L’annonce avait eu l’effet d’un coup de tonnerre dans le ciel habituellement dégagé du football vaudois. Le 8 juillet passé, le dernier-né des clubs lausannois annonçait avec fracas l’arrivée de l’ex-international helvétique Blaise Nkufo (34 sélections, 7 buts) à la tête de sa première équipe.
Huit mois plus tard, loin des remous médiatiques engendrés par son intronisation, Blaise Nkufo et son staff s’en sont allés par la petite porte. Enquête sur les raisons d’un fiasco, qui semble dissimuler un mal beaucoup plus profond au cœur du club de la capitale vaudoise.
Résultats sportifs contrastés
La promotion en 4ème ligue obtenue d’extrême justesse au printemps 2023 augurait une trajectoire linéaire pour le club fondé et présidé par le fantasque Mario Marques. Le bilan de ce premier tour, bien qu’honorable (l’équipe est actuellement classée à la 5ème place du groupe 6), ne s’inscrit cependant pas exactement dans la lignée des ambitions démesurées de son propriétaire. Si son équipe se distingue à l’heure actuelle, c’est d’abord par le nombre impressionnant de joueurs et d’entraîneurs qui s’y sont succédés. Au total, près d’une soixantaine de licenciés et pas moins de 5 techniciens se sont relayés à ce jour sous les couleurs blanc et azur du club de la Palestre depuis août 2022.

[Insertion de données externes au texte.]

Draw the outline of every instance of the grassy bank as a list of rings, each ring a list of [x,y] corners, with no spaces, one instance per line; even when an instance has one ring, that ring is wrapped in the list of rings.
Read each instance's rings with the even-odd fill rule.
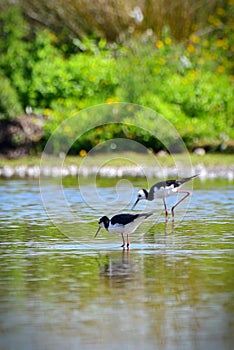
[[[114,159],[112,159],[114,157]],[[143,164],[145,166],[154,166],[155,162],[158,162],[161,166],[170,167],[177,163],[183,164],[185,155],[175,154],[173,158],[170,155],[165,156],[154,156],[154,155],[145,155],[134,152],[125,152],[125,153],[110,153],[110,154],[99,154],[95,156],[80,157],[80,156],[68,156],[65,159],[65,166],[76,165],[80,166],[84,161],[87,166],[94,166],[96,164],[107,164],[112,166],[129,166]],[[198,156],[190,154],[191,163],[193,166],[198,164],[203,164],[204,166],[231,166],[234,165],[234,158],[231,154],[206,154],[204,156]],[[5,159],[0,158],[0,166],[11,166],[16,167],[20,165],[34,166],[40,165],[41,157],[24,157],[20,159]],[[53,165],[56,165],[55,163]]]

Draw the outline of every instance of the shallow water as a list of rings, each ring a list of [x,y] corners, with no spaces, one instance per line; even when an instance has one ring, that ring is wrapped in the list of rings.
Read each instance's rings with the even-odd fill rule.
[[[135,193],[119,186],[115,201],[115,180],[102,179],[97,201],[85,180],[85,202],[66,179],[75,219],[63,225],[54,183],[46,186],[52,217],[37,181],[0,180],[1,349],[233,348],[233,182],[196,181],[174,225],[160,200],[140,204],[155,215],[132,235],[130,251],[119,236],[93,236],[97,219],[129,211]]]

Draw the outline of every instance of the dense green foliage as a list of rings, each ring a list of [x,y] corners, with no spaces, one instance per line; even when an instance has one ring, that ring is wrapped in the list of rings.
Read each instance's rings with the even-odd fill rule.
[[[30,105],[47,117],[49,137],[83,108],[131,102],[164,115],[189,148],[225,149],[234,139],[231,7],[230,1],[226,9],[217,8],[208,18],[209,30],[196,31],[183,43],[164,28],[161,37],[148,30],[121,45],[77,39],[82,50],[69,54],[53,32],[38,30],[32,36],[11,6],[0,15],[0,118],[14,118]],[[161,147],[150,134],[109,125],[85,135],[73,153],[116,136]]]

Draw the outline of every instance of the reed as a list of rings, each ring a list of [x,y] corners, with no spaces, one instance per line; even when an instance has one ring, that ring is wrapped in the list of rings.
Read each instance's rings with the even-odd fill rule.
[[[202,29],[217,8],[230,0],[20,0],[18,2],[33,30],[46,27],[60,37],[83,38],[86,35],[122,41],[128,35],[151,29],[161,36],[165,26],[177,40],[184,40]],[[12,5],[3,0],[0,10]]]

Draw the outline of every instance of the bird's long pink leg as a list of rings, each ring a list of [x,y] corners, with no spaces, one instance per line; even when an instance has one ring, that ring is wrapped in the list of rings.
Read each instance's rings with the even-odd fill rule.
[[[128,238],[128,235],[127,235],[127,248],[129,249],[130,247],[130,241],[129,241],[129,238]]]
[[[165,198],[163,198],[163,204],[164,204],[165,214],[166,214],[166,220],[167,220],[167,219],[168,219],[168,210],[167,210],[167,205],[166,205]]]
[[[121,245],[121,247],[124,248],[125,247],[124,235],[123,235],[123,233],[121,235],[122,235],[122,240],[123,240],[123,244]]]
[[[190,195],[190,192],[188,192],[188,191],[180,191],[180,190],[178,190],[177,193],[186,193],[186,195],[185,195],[184,197],[182,197],[182,198],[179,200],[179,202],[177,202],[177,203],[171,208],[171,214],[172,214],[173,218],[174,218],[174,209],[175,209],[175,207],[177,207],[177,205],[179,205],[181,202],[183,202],[183,200],[185,200],[185,198],[187,198],[187,197]]]

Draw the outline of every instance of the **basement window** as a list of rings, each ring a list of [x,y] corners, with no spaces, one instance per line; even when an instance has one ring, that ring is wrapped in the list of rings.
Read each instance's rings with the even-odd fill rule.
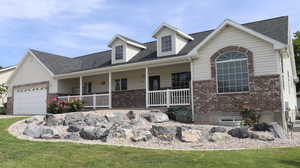
[[[115,48],[116,51],[116,60],[123,59],[123,46],[119,45]]]
[[[127,90],[127,79],[116,79],[115,80],[115,90],[121,91],[121,90]]]
[[[172,51],[172,37],[164,36],[161,38],[161,52]]]

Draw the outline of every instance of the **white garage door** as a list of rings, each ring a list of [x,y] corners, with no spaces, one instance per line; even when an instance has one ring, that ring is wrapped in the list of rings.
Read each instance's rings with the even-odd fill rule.
[[[44,87],[14,90],[15,115],[44,115],[47,113],[47,89]]]

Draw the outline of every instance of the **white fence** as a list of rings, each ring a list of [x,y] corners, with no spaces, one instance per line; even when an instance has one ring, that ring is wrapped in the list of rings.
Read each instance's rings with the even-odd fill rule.
[[[148,91],[148,106],[182,106],[191,104],[190,89]]]
[[[82,100],[84,107],[86,108],[102,108],[109,107],[109,94],[94,94],[94,95],[82,95],[82,96],[61,96],[58,99],[66,102],[72,102],[74,100]]]

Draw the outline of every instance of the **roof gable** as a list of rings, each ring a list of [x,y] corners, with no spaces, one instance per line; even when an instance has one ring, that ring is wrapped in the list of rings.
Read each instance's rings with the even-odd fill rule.
[[[174,31],[176,34],[180,35],[181,37],[187,39],[187,40],[194,40],[194,38],[188,34],[185,34],[184,32],[180,31],[179,29],[177,29],[176,27],[173,27],[169,24],[163,23],[161,24],[153,33],[152,37],[156,38],[157,35],[164,29],[169,29]]]
[[[120,39],[120,40],[124,41],[125,43],[130,44],[130,45],[133,45],[133,46],[138,47],[138,48],[142,48],[142,49],[145,49],[145,48],[146,48],[146,46],[145,46],[144,44],[142,44],[142,43],[140,43],[140,42],[137,42],[137,41],[135,41],[135,40],[132,40],[132,39],[130,39],[130,38],[128,38],[128,37],[122,36],[122,35],[120,35],[120,34],[115,35],[114,38],[108,43],[108,46],[109,46],[109,47],[112,47],[112,44],[113,44],[117,39]]]

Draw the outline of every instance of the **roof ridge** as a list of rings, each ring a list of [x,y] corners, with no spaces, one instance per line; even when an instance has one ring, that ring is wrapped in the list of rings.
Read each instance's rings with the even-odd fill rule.
[[[30,51],[35,51],[35,52],[44,53],[44,54],[48,54],[48,55],[53,55],[53,56],[58,56],[58,57],[64,57],[64,58],[72,59],[72,58],[67,57],[67,56],[62,56],[62,55],[58,55],[58,54],[53,54],[53,53],[49,53],[49,52],[41,51],[41,50],[37,50],[37,49],[32,49],[32,48],[30,48],[29,50],[30,50]]]

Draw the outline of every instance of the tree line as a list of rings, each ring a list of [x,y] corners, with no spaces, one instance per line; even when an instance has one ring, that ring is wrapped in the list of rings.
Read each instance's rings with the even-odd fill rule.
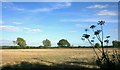
[[[104,30],[103,30],[103,25],[104,25],[105,21],[98,21],[98,25],[100,25],[100,29],[95,29],[96,26],[95,25],[91,25],[90,29],[92,29],[93,31],[93,35],[90,35],[88,33],[89,29],[85,29],[85,33],[82,36],[82,40],[84,41],[85,39],[90,43],[91,47],[97,48],[97,47],[110,47],[109,44],[109,38],[110,36],[107,35],[105,39],[103,39],[104,37]],[[101,33],[101,34],[100,34]],[[100,36],[101,35],[101,36]],[[92,39],[90,39],[90,37],[92,36]],[[97,40],[99,41],[99,43],[95,43],[95,38],[97,38]],[[16,39],[16,41],[13,41],[14,46],[17,44],[19,47],[21,48],[26,48],[27,44],[24,38],[18,37]],[[105,46],[103,46],[105,43]],[[45,39],[42,41],[43,47],[51,47],[51,41],[49,39]],[[73,45],[70,44],[70,42],[66,39],[61,39],[58,41],[57,43],[58,47],[74,47]],[[112,47],[120,47],[120,41],[112,41]],[[80,47],[80,46],[79,46]]]
[[[16,41],[13,41],[14,46],[18,45],[21,48],[26,48],[27,44],[24,38],[18,37]],[[51,41],[49,39],[45,39],[42,41],[43,46],[41,47],[51,47]],[[70,47],[70,43],[66,39],[61,39],[57,43],[58,47]]]
[[[94,40],[91,40],[91,42],[93,42]],[[105,41],[104,41],[105,42]],[[16,41],[13,41],[14,46],[18,45],[20,48],[26,48],[28,47],[26,44],[26,41],[24,38],[18,37],[16,39]],[[42,41],[43,46],[39,46],[39,47],[43,47],[43,48],[48,48],[51,47],[51,41],[49,39],[45,39]],[[119,47],[120,45],[120,41],[112,41],[112,45],[113,46],[108,46],[108,42],[106,43],[107,45],[105,47]],[[66,39],[61,39],[58,41],[57,43],[57,47],[63,47],[63,48],[69,48],[69,47],[75,47],[73,45],[70,44],[70,42]],[[85,47],[85,46],[77,46],[77,47]],[[91,46],[89,46],[91,47]],[[100,47],[99,43],[95,43],[95,48]]]

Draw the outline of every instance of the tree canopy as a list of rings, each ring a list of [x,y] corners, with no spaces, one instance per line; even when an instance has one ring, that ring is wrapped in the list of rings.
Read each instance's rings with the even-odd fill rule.
[[[96,48],[100,47],[100,44],[99,43],[95,43],[95,47]]]
[[[120,47],[120,41],[112,41],[113,47]]]
[[[44,47],[50,47],[51,46],[51,41],[48,40],[48,39],[43,40],[42,43],[43,43]]]
[[[26,47],[26,41],[21,38],[21,37],[18,37],[17,40],[16,40],[16,44],[19,45],[21,48],[25,48]]]
[[[70,43],[66,39],[61,39],[57,43],[59,47],[70,47]]]

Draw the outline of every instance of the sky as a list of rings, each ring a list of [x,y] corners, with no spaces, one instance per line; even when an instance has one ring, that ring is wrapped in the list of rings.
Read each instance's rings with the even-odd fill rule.
[[[118,40],[117,2],[2,2],[0,20],[0,45],[13,45],[17,37],[26,40],[27,45],[39,46],[49,39],[57,46],[60,39],[67,39],[71,45],[88,46],[81,37],[85,29],[104,20],[104,38],[110,35],[110,43]],[[93,32],[88,33],[92,38]],[[97,39],[95,39],[96,42]]]
[[[28,0],[1,0],[2,2],[28,2]],[[29,0],[29,2],[119,2],[119,0]]]

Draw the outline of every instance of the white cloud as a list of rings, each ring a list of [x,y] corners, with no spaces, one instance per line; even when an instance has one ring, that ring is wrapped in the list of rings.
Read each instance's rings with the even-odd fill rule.
[[[42,32],[41,29],[28,29],[28,32]]]
[[[62,19],[60,22],[98,22],[99,20],[104,20],[107,23],[118,23],[117,19],[107,19],[107,18],[75,18],[75,19]]]
[[[65,3],[57,3],[56,5],[53,6],[54,9],[60,9],[60,8],[67,8],[70,7],[71,3],[65,2]]]
[[[18,31],[19,28],[18,28],[18,27],[15,27],[15,26],[2,25],[2,26],[0,26],[0,30]]]
[[[0,30],[6,31],[25,31],[25,32],[42,32],[39,28],[28,28],[28,27],[17,27],[17,26],[10,26],[10,25],[1,25]]]
[[[33,10],[29,10],[29,12],[49,12],[52,11],[51,8],[37,8],[37,9],[33,9]]]
[[[97,22],[98,20],[100,20],[99,18],[85,18],[85,19],[62,19],[60,20],[61,22]]]
[[[0,40],[0,46],[4,46],[4,45],[13,45],[13,41],[12,40]]]
[[[24,27],[23,29],[25,29],[25,30],[29,30],[30,28],[28,28],[28,27]]]
[[[97,15],[100,15],[100,16],[116,16],[117,12],[109,11],[109,10],[102,10],[102,11],[98,12]]]
[[[19,25],[19,24],[22,24],[22,23],[20,23],[20,22],[12,22],[13,24],[17,24],[17,25]]]
[[[26,32],[42,32],[42,30],[39,29],[39,28],[28,28],[28,27],[24,27],[23,30],[25,30]]]
[[[7,9],[17,10],[17,11],[24,11],[24,10],[25,10],[24,8],[17,7],[17,6],[16,6],[14,3],[12,3],[12,2],[3,3],[2,7],[3,7],[3,8],[7,8]]]
[[[24,8],[18,8],[18,7],[13,7],[14,10],[17,10],[17,11],[24,11],[25,9]]]
[[[49,6],[49,7],[36,8],[36,9],[28,10],[28,11],[29,12],[50,12],[56,9],[67,8],[70,6],[71,6],[71,3],[69,2],[56,3],[56,4],[52,4],[52,6]]]
[[[11,2],[11,3],[5,3],[3,5],[3,8],[13,9],[16,11],[25,11],[25,12],[49,12],[56,9],[67,8],[70,6],[71,6],[70,2],[61,2],[61,3],[58,2],[58,3],[51,4],[47,7],[28,9],[28,8],[18,7],[17,5]]]
[[[96,5],[88,6],[87,8],[107,8],[107,7],[108,5],[96,4]]]
[[[76,27],[80,27],[80,28],[88,28],[89,25],[87,24],[75,24]]]

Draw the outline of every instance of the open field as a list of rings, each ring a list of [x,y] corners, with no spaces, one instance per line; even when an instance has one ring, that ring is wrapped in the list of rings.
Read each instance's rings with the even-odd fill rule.
[[[96,49],[97,50],[97,49]],[[112,49],[109,49],[109,53]],[[99,51],[97,51],[99,52]],[[45,65],[70,64],[88,68],[99,68],[95,65],[95,54],[92,48],[74,49],[4,49],[1,50],[2,64],[14,65],[20,62],[42,63]]]

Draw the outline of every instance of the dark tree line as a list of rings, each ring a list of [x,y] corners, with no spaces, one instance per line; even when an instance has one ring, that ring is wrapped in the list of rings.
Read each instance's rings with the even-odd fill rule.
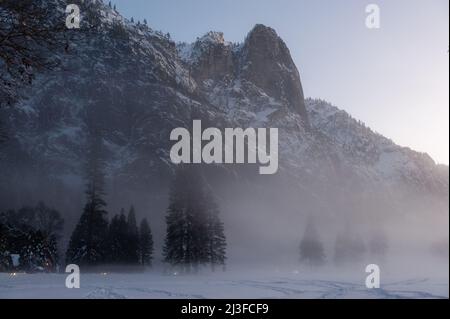
[[[63,224],[60,213],[42,202],[1,213],[0,271],[56,271]]]
[[[101,265],[151,266],[153,259],[153,237],[146,219],[137,227],[134,208],[128,214],[122,209],[111,222],[105,219],[89,226],[86,214],[80,219],[72,234],[66,253],[67,264],[85,267]],[[89,228],[101,230],[89,241]],[[91,250],[89,254],[88,251]]]
[[[106,151],[99,130],[89,134],[86,147],[86,203],[71,235],[66,263],[98,268],[103,265],[150,266],[153,259],[153,238],[147,220],[138,226],[134,207],[108,221],[105,201]],[[43,213],[44,212],[44,213]],[[8,216],[14,215],[20,225],[17,231]],[[23,208],[19,213],[5,214],[1,222],[1,255],[20,255],[25,270],[55,267],[57,240],[62,220],[59,213],[43,204]],[[183,272],[210,265],[225,268],[226,237],[219,209],[199,170],[181,167],[170,190],[167,209],[167,234],[164,261]],[[5,235],[7,234],[7,235]],[[4,258],[1,264],[5,265]],[[8,262],[9,264],[9,262]],[[2,266],[4,267],[4,266]]]
[[[98,132],[87,147],[87,202],[66,252],[66,263],[95,267],[104,264],[149,266],[153,254],[150,226],[143,220],[138,229],[134,207],[107,220],[105,196],[105,150]]]
[[[164,261],[184,273],[225,267],[226,237],[219,210],[195,168],[179,168],[170,190]]]
[[[133,206],[128,216],[122,210],[112,218],[107,243],[108,263],[143,266],[152,264],[153,237],[150,226],[143,219],[138,229]]]

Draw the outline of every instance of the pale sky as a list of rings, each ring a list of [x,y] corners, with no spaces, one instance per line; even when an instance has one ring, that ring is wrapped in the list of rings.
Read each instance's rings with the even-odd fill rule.
[[[299,68],[305,96],[344,109],[394,142],[449,163],[448,0],[113,0],[175,41],[222,31],[242,42],[273,27]],[[381,29],[366,28],[378,4]]]

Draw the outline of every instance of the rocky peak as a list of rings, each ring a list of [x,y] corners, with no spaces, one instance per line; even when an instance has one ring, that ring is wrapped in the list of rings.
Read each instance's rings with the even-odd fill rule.
[[[197,40],[197,43],[203,44],[225,44],[225,38],[223,36],[223,32],[209,31],[204,36]]]
[[[300,74],[276,31],[256,25],[245,40],[241,56],[242,78],[300,113],[307,124]]]
[[[222,32],[210,31],[193,44],[179,44],[178,52],[199,83],[234,74],[232,44],[225,41]]]

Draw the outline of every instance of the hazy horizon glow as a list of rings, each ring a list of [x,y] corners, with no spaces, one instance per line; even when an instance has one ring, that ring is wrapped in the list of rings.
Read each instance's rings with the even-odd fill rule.
[[[208,31],[242,42],[257,23],[291,50],[305,96],[325,99],[373,130],[438,163],[449,163],[447,0],[114,0],[125,17],[147,19],[175,41]],[[345,4],[343,4],[345,3]],[[365,7],[381,9],[381,29]]]

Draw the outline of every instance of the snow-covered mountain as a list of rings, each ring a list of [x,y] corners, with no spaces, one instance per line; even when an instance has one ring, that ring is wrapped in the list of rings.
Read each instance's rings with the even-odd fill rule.
[[[65,1],[56,3],[64,8]],[[113,198],[148,189],[165,194],[173,170],[169,134],[201,119],[219,128],[278,127],[280,170],[272,179],[298,200],[331,209],[338,198],[373,201],[376,194],[392,205],[415,199],[448,215],[448,167],[325,101],[305,100],[275,30],[256,25],[239,44],[219,32],[177,44],[102,2],[81,8],[83,19],[97,19],[95,30],[72,34],[66,52],[57,53],[58,70],[39,74],[2,111],[10,139],[0,164],[1,208],[41,197],[57,206],[70,202],[61,193],[82,190],[85,140],[94,128],[108,150]],[[224,168],[244,179],[241,167]]]

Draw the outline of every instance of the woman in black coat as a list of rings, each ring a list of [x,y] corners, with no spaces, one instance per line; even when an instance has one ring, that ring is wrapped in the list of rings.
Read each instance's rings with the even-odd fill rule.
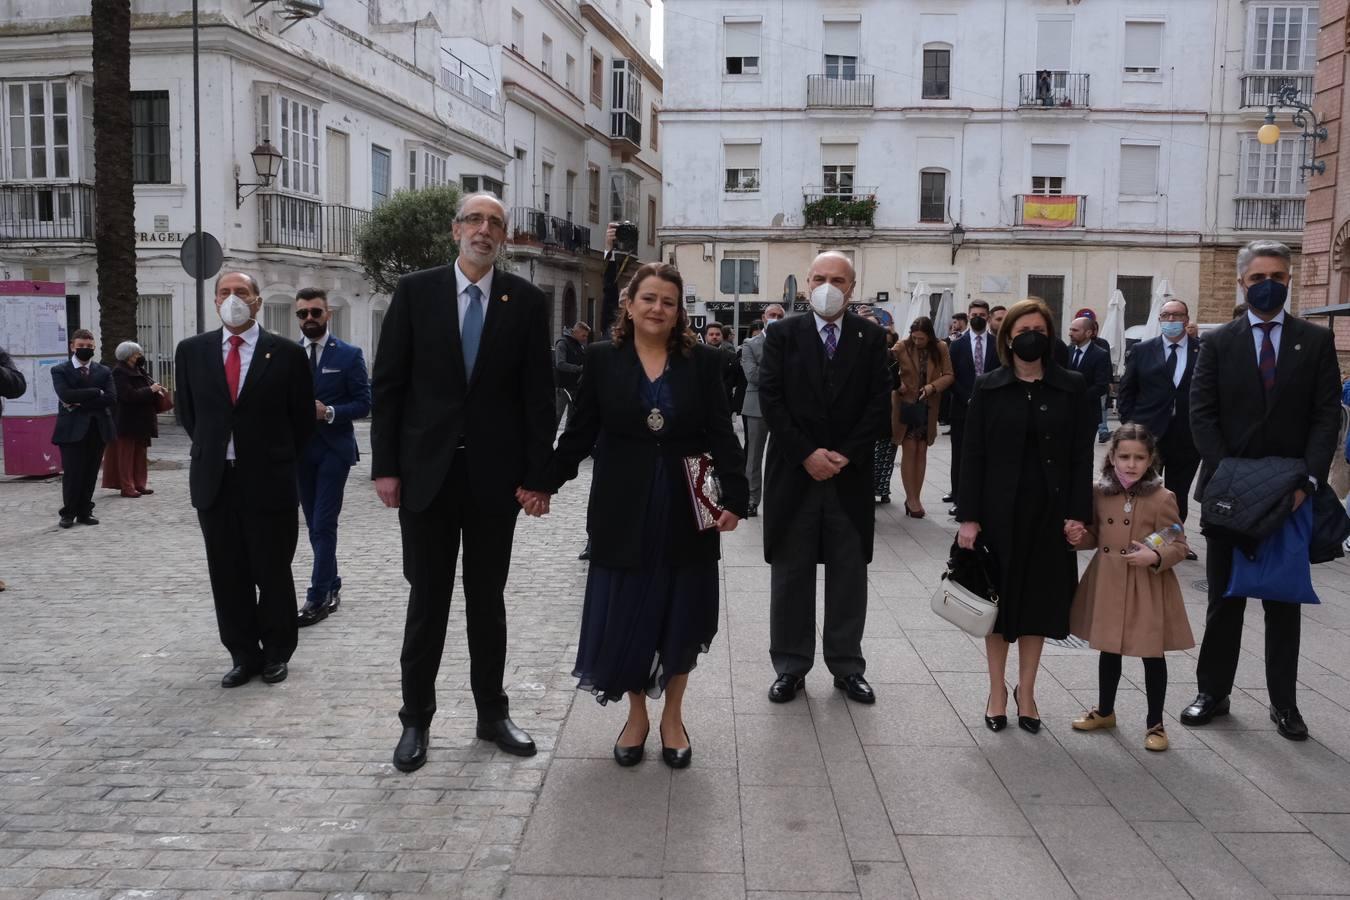
[[[146,456],[150,439],[159,437],[159,397],[167,389],[150,377],[145,351],[135,341],[117,345],[113,385],[117,391],[117,439],[103,455],[103,486],[123,497],[153,494],[147,486]]]
[[[689,331],[674,266],[633,275],[613,340],[586,352],[576,408],[550,460],[551,491],[595,460],[586,527],[590,573],[573,674],[601,703],[628,696],[614,758],[641,761],[647,698],[665,693],[662,757],[689,764],[682,701],[690,670],[717,633],[718,532],[745,515],[745,456],[722,382],[724,351]],[[723,510],[700,531],[684,459],[711,453]],[[522,504],[529,508],[528,496]]]
[[[1008,310],[998,332],[1002,367],[975,382],[961,457],[957,542],[982,541],[998,566],[999,608],[985,638],[985,724],[1006,727],[1008,645],[1017,642],[1018,725],[1040,730],[1036,674],[1045,639],[1069,633],[1078,583],[1070,547],[1092,516],[1092,437],[1098,410],[1077,372],[1053,360],[1054,318],[1040,300]]]

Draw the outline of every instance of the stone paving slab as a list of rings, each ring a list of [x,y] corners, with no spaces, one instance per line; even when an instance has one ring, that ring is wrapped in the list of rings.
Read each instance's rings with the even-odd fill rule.
[[[0,479],[0,900],[1350,896],[1350,565],[1314,570],[1306,744],[1266,716],[1256,607],[1228,719],[1176,721],[1196,654],[1171,655],[1168,753],[1142,747],[1132,661],[1120,728],[1069,728],[1096,693],[1095,654],[1071,647],[1046,649],[1042,733],[991,734],[982,643],[928,610],[955,528],[938,502],[948,452],[930,455],[927,518],[901,516],[898,495],[878,507],[875,706],[849,703],[819,659],[805,697],[768,702],[761,522],[728,536],[681,772],[657,736],[641,766],[616,767],[624,704],[574,689],[585,471],[552,515],[521,519],[508,585],[507,689],[540,754],[474,739],[457,602],[430,761],[412,776],[389,763],[397,521],[365,462],[343,515],[342,610],[301,632],[285,683],[235,691],[218,684],[180,431],[152,449],[156,494],[100,491],[97,528],[55,527],[56,481]],[[298,584],[308,564],[302,541]],[[1203,559],[1178,575],[1198,635]]]

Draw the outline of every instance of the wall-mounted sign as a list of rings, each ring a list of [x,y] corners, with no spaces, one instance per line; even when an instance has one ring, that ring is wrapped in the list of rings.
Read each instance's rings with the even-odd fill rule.
[[[136,232],[136,243],[138,244],[182,244],[187,240],[187,233],[183,231],[138,231]]]
[[[169,230],[169,217],[168,217],[168,216],[155,216],[155,230],[156,230],[156,231],[168,231],[168,230]]]

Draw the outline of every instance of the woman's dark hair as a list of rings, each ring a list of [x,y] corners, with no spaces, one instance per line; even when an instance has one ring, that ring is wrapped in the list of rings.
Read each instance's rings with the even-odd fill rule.
[[[1045,333],[1051,339],[1055,337],[1055,314],[1050,311],[1044,300],[1038,297],[1028,297],[1025,300],[1018,300],[1008,310],[1008,314],[1003,319],[1003,324],[998,329],[998,360],[1008,368],[1013,367],[1012,352],[1012,330],[1017,324],[1017,320],[1023,316],[1030,316],[1039,313],[1041,318],[1045,319]],[[1051,359],[1050,351],[1047,350],[1045,359]]]
[[[935,363],[940,363],[942,361],[942,352],[938,350],[937,335],[933,332],[933,320],[927,316],[919,316],[909,326],[910,335],[913,335],[916,331],[922,332],[928,336],[928,346],[925,348],[928,353],[928,358]],[[913,346],[909,335],[906,335],[905,337],[905,346]]]
[[[698,338],[689,329],[689,314],[684,309],[684,279],[680,277],[680,270],[668,263],[647,263],[633,273],[632,280],[623,289],[623,299],[619,303],[619,315],[614,320],[614,327],[610,330],[610,339],[617,345],[632,338],[633,317],[628,314],[628,304],[637,296],[638,289],[642,287],[642,282],[648,278],[659,278],[664,282],[675,285],[676,297],[681,299],[675,304],[677,309],[675,327],[670,329],[670,341],[667,346],[672,353],[679,352],[688,356],[694,349],[694,345],[698,343]]]
[[[1135,422],[1126,422],[1111,432],[1111,440],[1106,445],[1106,456],[1102,460],[1102,475],[1109,478],[1116,477],[1116,467],[1112,464],[1111,457],[1115,456],[1116,449],[1120,447],[1121,441],[1138,441],[1148,449],[1148,469],[1145,470],[1139,480],[1148,481],[1150,478],[1157,478],[1158,439],[1153,436],[1153,432]]]

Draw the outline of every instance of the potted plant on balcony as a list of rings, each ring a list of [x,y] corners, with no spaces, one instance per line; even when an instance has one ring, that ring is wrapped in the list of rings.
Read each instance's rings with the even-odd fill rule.
[[[806,203],[803,215],[807,225],[861,225],[871,227],[876,218],[875,197],[826,194]]]

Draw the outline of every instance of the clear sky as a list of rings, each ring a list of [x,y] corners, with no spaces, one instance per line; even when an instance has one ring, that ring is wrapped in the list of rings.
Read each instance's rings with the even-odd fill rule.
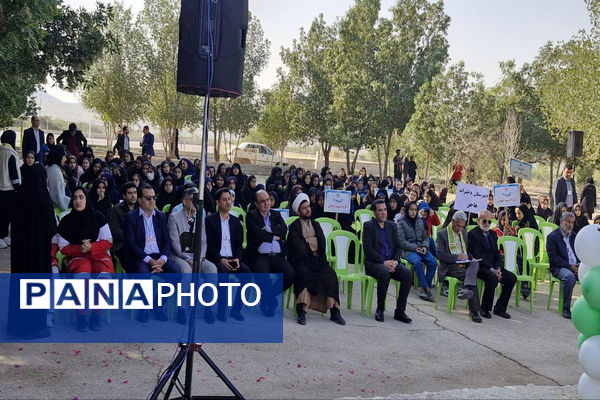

Un schéma qui se répète jusque dans son organigramme, où Mario Marques s’est auto-octroyé les pleins pouvoirs. Zacarias Da Silva, qui avait largement participé au recrutement de l’effectif de la première saison témoigne : « Ce président se croit vraiment tout permis, son soi-disant comité est totalement fictif. Il a viré des joueurs et des membres du comité parce qu’il n’avait pas été convié aux grillades de l’équipe en fin de saison. Cerise sur le gâteau : il n’a même pas su me dire en face qu’il ne comptait plus sur moi. Cela en devient ridicule. »
Un environnement tumultueux
Débarqué dans cette atmosphère instable, Blaise Nkufo s’explique : « Je suis venu avec une philosophie claire : celle de reproduire au Lausanne City le travail que j’ai déjà effectué sur d’autres continents au sein de mes académies. Le club semblait offrir un cadre idéal pour le développement des jeunes que j’accompagne. » Son frère, Yannick Nkufo, complète :« Le président nous a promis de pouvoir utiliser librement les installations mises à disposition par Bobst. C’est ce qui a fait pencher la balance au moment de nous lancer dans ce projet. » Convaincu en premier lieu, l’attaquant avait également décidé de rejoindre l’effectif lausannois à l’intersaison.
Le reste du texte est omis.